Personally, I don’t really see myself as a UK artist, I’m an artist in the UK and that’s a statement that I hold with pride. I don’t limit myself to where I’m from and even my music is received very well in Europe and the US without me having any of the infostructure to put my music out there, so I feel like even if I spend like a month or two out there, I can do just as well there than I can in the UK. I feel like the European boarders will be a lot tougher because of the language barriers but I see myself as an international creative and I’m not bounded by the boarders, I’m for the world.
What drives you to keep creating and making music? What would you say your inspiration is?
It varies from anything really. Just me being able to have a way to express myself musically and visually. I’m a creative to the core, I started out from visual art, drawing, illustration, graphics, I’ve tried to play instruments, I love film and breaking down movies so visual art and musical art is just second nature to me. I don’t even need to be inspired to make something I just feel like I should do this, I should shoot my own video, I should direct an artist’s video, I should write an artist’s songs. These are things that come second nature to me, it’s something I feel like I have to do, it’s not something I want to do anymore.
How do you get through hard times in music?
This is what I want to do! If you need to be motivated to do something, then that something is not for you. I think to myself, what do I need, to be able to do this at the level required? How am I going to figure out how to do it? I just put steppingstones for myself. Obviously, there are time when I feel like this is tough, but you chose this, you made your bed, you have to sleep in it. That’s the only way I see it, you can’t make excuses, you’ve got to just execute.
What has been the hardest part in your music journey so far?
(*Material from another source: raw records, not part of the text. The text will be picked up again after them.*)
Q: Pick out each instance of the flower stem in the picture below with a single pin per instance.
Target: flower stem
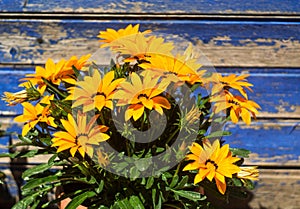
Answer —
(54, 88)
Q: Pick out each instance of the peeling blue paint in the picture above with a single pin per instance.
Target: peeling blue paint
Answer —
(267, 140)
(153, 6)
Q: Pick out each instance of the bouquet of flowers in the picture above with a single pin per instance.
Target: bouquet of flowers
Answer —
(144, 131)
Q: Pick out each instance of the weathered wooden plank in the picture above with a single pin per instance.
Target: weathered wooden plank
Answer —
(271, 142)
(229, 43)
(276, 90)
(277, 189)
(153, 6)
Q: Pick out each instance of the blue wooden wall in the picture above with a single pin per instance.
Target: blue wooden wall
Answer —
(259, 37)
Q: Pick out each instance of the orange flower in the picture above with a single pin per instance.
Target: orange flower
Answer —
(35, 114)
(231, 81)
(94, 92)
(238, 106)
(174, 68)
(212, 162)
(111, 35)
(79, 135)
(51, 72)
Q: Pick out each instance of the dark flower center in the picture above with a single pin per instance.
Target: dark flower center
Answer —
(143, 95)
(212, 162)
(233, 102)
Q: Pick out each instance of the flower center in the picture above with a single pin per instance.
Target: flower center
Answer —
(81, 138)
(99, 93)
(143, 95)
(212, 162)
(233, 102)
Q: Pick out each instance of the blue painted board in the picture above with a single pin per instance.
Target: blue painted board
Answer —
(154, 6)
(276, 90)
(229, 43)
(275, 142)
The hardest part is feeling like one of the top 10 artist’s in the country and not being in that position or one of the top 30 artist’s in the world and not being in that position. That’s how I think of myself, it might be arrogant, but it is what it is. I’m there already and I maneuver as if I’m already there. If I release music like I’m a top 10 artist in the world, why should it not be received like I’m the top 10 artist in the world. That how I keep my chin up
Going back to when you were growing up, who were you listening to?
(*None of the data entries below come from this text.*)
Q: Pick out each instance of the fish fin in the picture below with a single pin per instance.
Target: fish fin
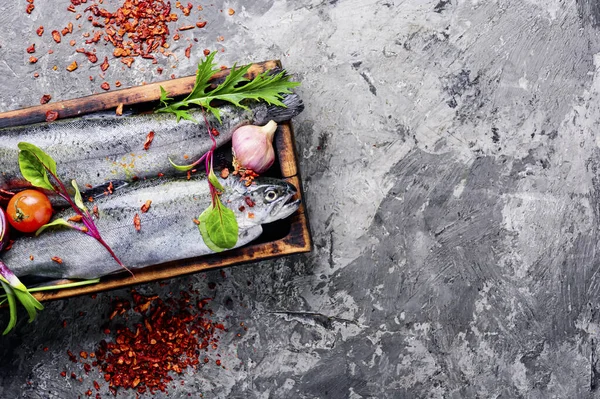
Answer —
(279, 114)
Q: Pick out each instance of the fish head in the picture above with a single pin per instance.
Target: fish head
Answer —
(266, 200)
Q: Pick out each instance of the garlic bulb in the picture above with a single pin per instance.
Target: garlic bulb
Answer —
(253, 147)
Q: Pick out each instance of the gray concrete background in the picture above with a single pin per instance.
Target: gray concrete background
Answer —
(450, 155)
I’m from Congo so when we came to the UK I was living in a 2 bedroom flat, I have 3 siblings, 2 brothers and one sister, so the boys were in one room, they were older than me. They were playing all of the Nas, Eminem Biggie, Pac all of this when I was like 7, 8, 9. That’s the level of music I was listening to at the time so when I got older to about 14, I would be singing these lyrics thinking “what song is this, let me listen to this guy”. So my taste in music has been of a certain calibre and just always back dated to the best. I love listening to the best artist, the best rappers and the best musicians.
Is music something you’ve always wanted to do?
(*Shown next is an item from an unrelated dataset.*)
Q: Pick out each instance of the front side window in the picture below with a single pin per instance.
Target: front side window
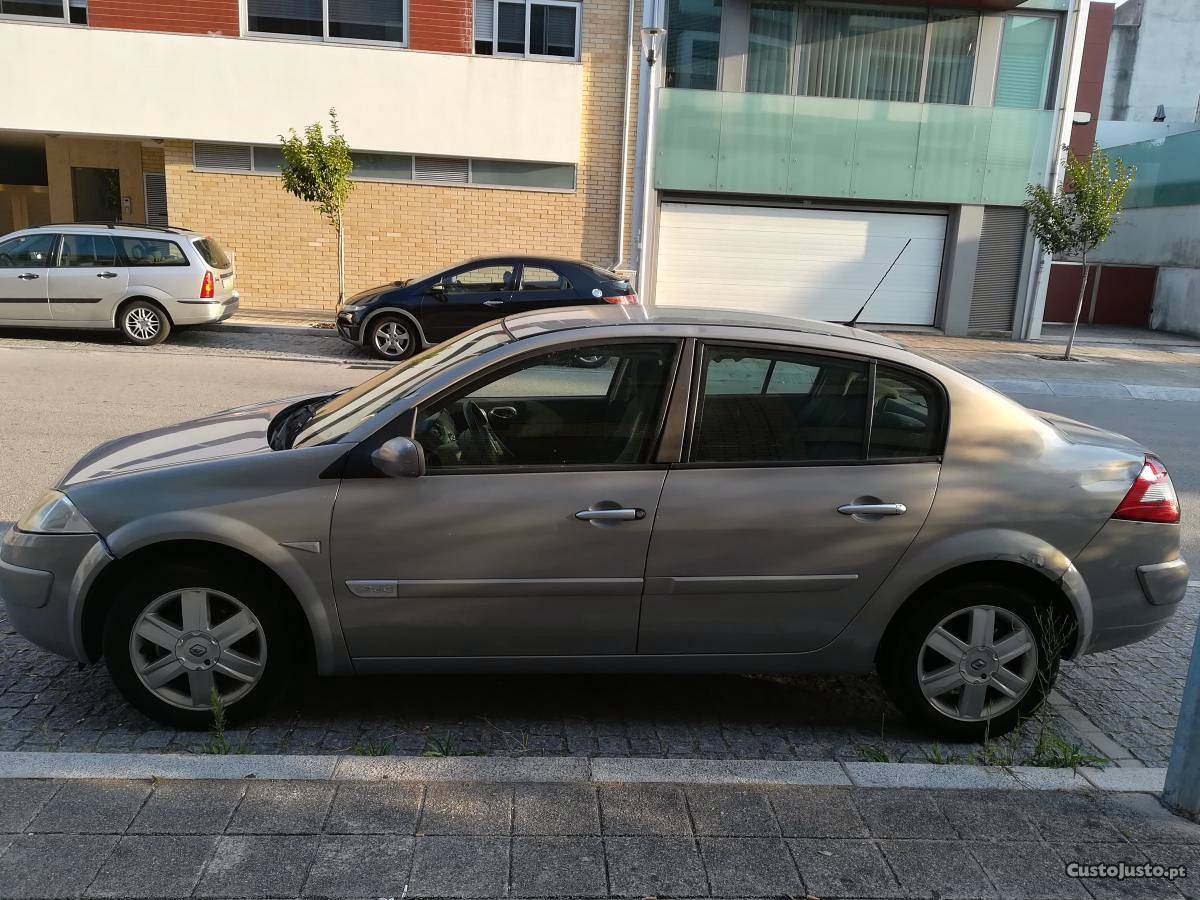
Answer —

I wanted to play for arsenal just like everyone else. Everything I did I’m listening to music, homework, I’m listening to music, when I’m drawing, I’m listening to music, on my way to school I’m listing to music. It wasn’t until I was like 19, 20 I was like “oh wait I can actually rap” and my friends were like “oh wait you’re kinda sick, you should rap”. So during the whole school era I wasn’t rapping, it wasn’t really for me at the time. I didn’t know it was for me until when I actually started doing it.
What else do you have planned for the year?
I feel like it has to be tunnel vison from here, it’s my opportunity to really show the UK that this guy here is serious. I’m still promoting the EP and I’ve got a few new bits coming out soon, around mid-May. I’ve got a lot of features on the way so there’s defiantly a lot more to come, it’s the first quarter of the year and I’m only getting started.